Risks, Limitations & Open Questions

For Zhipu AI:
- Over-reliance on SOEs: While sticky, SOE sales cycles are long and dependent on government policy. A shift in regulatory priorities could slow revenue growth.
- Talent Retention: As a spin-off from Tsinghua, Zhipu has a strong research team, but the best researchers are often lured by higher salaries at Alibaba, Tencent, or overseas. Maintaining technical leadership is expensive.
- Open-Source Threat: If a model like DeepSeek-V2 becomes the de facto standard for enterprise deployments, Zhipu’s proprietary advantage could erode.

For MiniMax:
- Commoditization of Video Generation: The gap between MiniMax’s output and that of free, open-source alternatives (e.g., Stable Video Diffusion) is narrowing rapidly. The premium for 'slightly better' video is hard to sustain.
- High Burn Rate: Video generation is computationally expensive. At current API prices, MiniMax may be losing money on every inference. A price war with ByteDance or Kuaishou could be devastating.
- Regulatory Risk: The Chinese government has strict rules on AI-generated content, especially video. Any compliance misstep could shutter the platform.
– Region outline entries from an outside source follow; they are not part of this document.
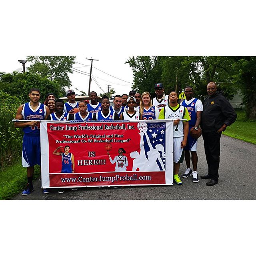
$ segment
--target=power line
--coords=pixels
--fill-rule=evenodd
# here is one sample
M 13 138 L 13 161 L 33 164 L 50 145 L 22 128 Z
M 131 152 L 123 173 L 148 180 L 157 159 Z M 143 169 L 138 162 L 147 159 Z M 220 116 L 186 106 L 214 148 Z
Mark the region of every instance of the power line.
M 117 79 L 118 79 L 119 80 L 121 80 L 121 81 L 123 81 L 124 82 L 125 82 L 126 83 L 128 83 L 129 84 L 132 84 L 132 83 L 131 83 L 129 82 L 128 82 L 127 81 L 125 81 L 125 80 L 123 80 L 122 79 L 121 79 L 120 78 L 118 78 L 118 77 L 116 77 L 116 76 L 112 76 L 112 75 L 110 75 L 109 74 L 108 74 L 107 73 L 106 73 L 106 72 L 104 72 L 104 71 L 102 71 L 102 70 L 101 70 L 100 69 L 99 69 L 98 68 L 95 68 L 95 67 L 94 66 L 93 67 L 94 68 L 96 68 L 96 69 L 100 71 L 101 72 L 102 72 L 103 73 L 104 73 L 104 74 L 106 74 L 107 75 L 108 75 L 109 76 L 112 76 L 112 77 L 114 77 L 115 78 L 116 78 Z
M 96 84 L 98 86 L 98 87 L 104 93 L 106 93 L 106 92 L 102 88 L 101 86 L 98 83 L 96 80 L 96 79 L 94 78 L 94 76 L 92 75 L 92 78 L 94 80 L 94 81 L 96 83 Z M 90 94 L 90 92 L 89 93 Z
M 80 63 L 80 62 L 76 62 L 76 63 L 78 63 L 78 64 L 80 64 L 80 65 L 82 65 L 84 66 L 88 66 L 89 65 L 85 65 L 85 64 L 83 64 L 82 63 Z M 112 76 L 112 75 L 110 75 L 109 74 L 108 74 L 107 73 L 106 73 L 106 72 L 104 72 L 104 71 L 102 71 L 102 70 L 100 70 L 100 69 L 99 69 L 98 68 L 95 68 L 95 67 L 93 67 L 94 68 L 96 68 L 96 69 L 98 69 L 98 70 L 99 70 L 100 71 L 101 71 L 102 72 L 103 72 L 103 73 L 104 73 L 105 74 L 106 74 L 107 75 L 108 75 L 109 76 L 112 76 L 113 77 L 114 77 L 115 78 L 116 78 L 117 79 L 119 79 L 119 80 L 121 80 L 121 81 L 123 81 L 124 82 L 125 82 L 126 83 L 128 83 L 129 84 L 132 84 L 132 83 L 131 83 L 130 82 L 128 82 L 127 81 L 125 81 L 124 80 L 123 80 L 122 79 L 120 79 L 120 78 L 118 78 L 117 77 L 116 77 L 115 76 Z M 106 81 L 107 82 L 107 81 Z M 114 83 L 112 83 L 113 84 L 114 84 Z
M 103 81 L 105 81 L 105 82 L 107 82 L 108 83 L 110 83 L 111 84 L 117 84 L 117 85 L 120 85 L 122 86 L 131 86 L 130 85 L 129 85 L 128 84 L 117 84 L 116 83 L 113 83 L 113 82 L 110 82 L 109 81 L 107 81 L 107 80 L 102 79 L 102 78 L 101 78 L 98 76 L 94 76 L 94 77 L 96 77 L 97 78 L 101 79 L 101 80 L 102 80 Z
Open Question: Can either company achieve a gross margin above 60% within two years? This is the threshold that A-share investors typically demand for tech companies. Zhipu, with its high-margin software licensing, has a better chance than MiniMax, which is essentially selling compute cycles.
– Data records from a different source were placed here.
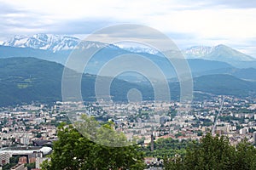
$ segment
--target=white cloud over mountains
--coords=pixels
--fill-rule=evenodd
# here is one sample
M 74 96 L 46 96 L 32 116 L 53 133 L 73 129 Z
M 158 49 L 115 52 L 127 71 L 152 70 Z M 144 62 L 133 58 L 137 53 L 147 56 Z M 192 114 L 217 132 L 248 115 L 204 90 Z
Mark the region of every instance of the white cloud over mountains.
M 16 34 L 90 34 L 115 24 L 152 26 L 178 46 L 225 43 L 256 56 L 256 2 L 0 0 L 0 40 Z

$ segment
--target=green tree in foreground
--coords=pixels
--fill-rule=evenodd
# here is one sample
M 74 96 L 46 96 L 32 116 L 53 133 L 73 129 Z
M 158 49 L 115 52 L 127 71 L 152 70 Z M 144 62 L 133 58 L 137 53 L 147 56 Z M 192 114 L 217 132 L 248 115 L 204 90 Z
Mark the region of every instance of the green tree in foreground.
M 166 159 L 165 167 L 166 170 L 253 170 L 256 169 L 256 149 L 246 140 L 235 147 L 227 138 L 208 133 L 200 144 L 188 148 L 183 157 Z
M 83 119 L 85 122 L 83 122 L 79 128 L 88 126 L 86 125 L 88 117 L 84 116 Z M 121 135 L 107 124 L 95 129 L 97 133 L 101 133 L 100 139 L 109 135 L 105 133 L 106 128 L 108 128 L 106 132 L 111 132 L 113 138 Z M 81 135 L 72 125 L 61 125 L 57 135 L 59 139 L 54 143 L 53 153 L 49 156 L 50 161 L 43 162 L 43 170 L 113 170 L 143 169 L 144 167 L 143 153 L 137 151 L 137 145 L 123 147 L 102 145 Z M 124 138 L 121 136 L 119 139 Z

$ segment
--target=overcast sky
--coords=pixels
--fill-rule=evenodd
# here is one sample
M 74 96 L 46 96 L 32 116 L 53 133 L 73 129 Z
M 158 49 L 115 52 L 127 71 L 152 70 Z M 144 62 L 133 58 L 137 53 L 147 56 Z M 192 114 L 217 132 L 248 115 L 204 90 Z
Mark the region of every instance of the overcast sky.
M 85 37 L 129 23 L 155 28 L 181 48 L 223 43 L 256 57 L 253 0 L 0 0 L 0 41 L 35 33 Z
AINews Verdict & Predictions

Verdict: The 'July Siege' is a healthy correction. The market is right to demand moats over stories. Zhipu AI is better positioned for a successful A-share IPO, with a valuation in the $5-7 billion range (down from its last private valuation of $10 billion). MiniMax will face a harder road, likely needing to down-round to $2-3 billion and pivot to a more defensible niche, such as enterprise video production tools for marketing teams.

Predictions:
1. By Q4 2025, Zhipu AI will file its IPO prospectus, revealing a gross margin of 55-60% and a path to profitability by 2026. The stock will be a moderate performer, trading at a 30-40% discount to Baidu’s AI business on a revenue multiple basis.
2. MiniMax will not IPO in 2025. Instead, it will raise a bridge round at a flat or down valuation, and use the capital to acquire a smaller competitor in the enterprise video space (e.g., a company like Vidu) to build a moat.
3. The broader implication: The A-share market will become a graveyard for AI companies that cannot demonstrate a clear, defensible business model. The next wave of AI IPOs will be from vertical SaaS companies that use LLMs as a feature, not a product.

What to watch next: The key metric is not benchmark scores but 'Net Dollar Retention' (NDR) for enterprise customers. If Zhipu can show NDR above 120%, it will signal that their moat is real. For MiniMax, watch 'Monthly Active Creators' and 'Revenue per Creator'—if these stagnate, the story is over.